Newswise — A growing number of Americans say federal, state, and local governments are doing a poor job of responding to COVID-19, and Anthony Fauci continues to be the nation’s most relied-upon source about coronavirus, reports a new study by the USC Center for the Digital Future.
Fauci still #1 source for pandemic information; Trump slumps
The Center’s second survey of the social impact of the coronavirus, conducted during the fourth week of June as follow-up to an initial study in April, found more Americans (44%) rely on Anthony Fauci, director of the National Institute of Allergy and Infectious Diseases, than any other individual for information about the pandemic.
After Fauci, individuals rely on New York governor Andrew Cuomo (19%), CNN medical correspondent Sanjay Gupta or the respondent’s own mayor (16%), and Coronavirus Response Coordinator Deborah Birx (15%).
The June survey found President Donald Trump is relied on by 12% of Americans for pandemic information, down from 20% in the Center’s survey in April. In the June survey, 29% of conservatives and 2% of liberals said they rely on Trump. The largest level of reliance on Trump was 40% of those who identify themselves as very conservative.
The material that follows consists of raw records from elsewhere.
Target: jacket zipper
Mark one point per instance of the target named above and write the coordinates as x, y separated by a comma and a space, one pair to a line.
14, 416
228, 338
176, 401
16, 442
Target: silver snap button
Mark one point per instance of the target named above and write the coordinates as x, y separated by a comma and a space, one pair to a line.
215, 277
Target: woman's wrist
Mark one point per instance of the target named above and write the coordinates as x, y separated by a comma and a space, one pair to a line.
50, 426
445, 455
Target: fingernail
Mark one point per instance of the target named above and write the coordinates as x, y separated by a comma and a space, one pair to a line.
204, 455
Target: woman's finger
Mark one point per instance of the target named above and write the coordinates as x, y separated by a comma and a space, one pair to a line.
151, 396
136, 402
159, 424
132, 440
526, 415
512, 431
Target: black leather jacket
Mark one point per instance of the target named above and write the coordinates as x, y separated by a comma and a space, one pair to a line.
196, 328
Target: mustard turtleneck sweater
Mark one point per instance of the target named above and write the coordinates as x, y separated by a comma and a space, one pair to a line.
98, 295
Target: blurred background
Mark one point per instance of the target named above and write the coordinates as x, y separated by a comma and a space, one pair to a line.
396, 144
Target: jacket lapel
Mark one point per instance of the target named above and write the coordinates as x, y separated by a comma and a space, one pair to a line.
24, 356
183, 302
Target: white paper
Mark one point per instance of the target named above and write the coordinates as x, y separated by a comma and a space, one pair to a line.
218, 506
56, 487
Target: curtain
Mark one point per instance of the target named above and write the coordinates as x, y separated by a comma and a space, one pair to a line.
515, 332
Fewer have faith in federal, state, and local response to the pandemic
The June study found 43 percent of Americans said the federal response to the COVID-19 pandemic was poor, an increase from 39% in April — this compares to 18% who reported the state and local response as being poor, up from 14% in April.
The June study also found for the second time that Americans were more likely to give high marks to state and local agencies than they were to the federal government. Forty-eight percent of Americans in the June study said the state and local response has been good or excellent, down from 54% in April. Twenty-eight percent of Americans believe the federal government’s response to the pandemic has been good or excellent, down from 33% in April.
The Coronavirus Disruption Project
The first round of the Center’s Coronavirus Disruption Study, released April 29, revealed many changes — both positive and negative — in relationships, emotional stability, and personal behavior since the COVID-19 pandemic and safer-at-home restrictions began.
The second round of the study, conducted June 19-26, added new questions about political behavior and compared views about changes in working from home, online education, media and entertainment, shopping behavior, and political outlooks.
The findings are based on the results of surveys of 1,000 respondents conducted in English from an online panel, with a margin of error of plus or minus three percentage points.
The Center for the Digital Future: Revealing disruption for two decades
For more than 20 years, the Center for the Digital Future at USC Annenberg (digitalcenter.org)has explored the impact of digital technologies on the behavior and views of users and non-users. The center also studies disruption in the lives of Americans and the corporate world.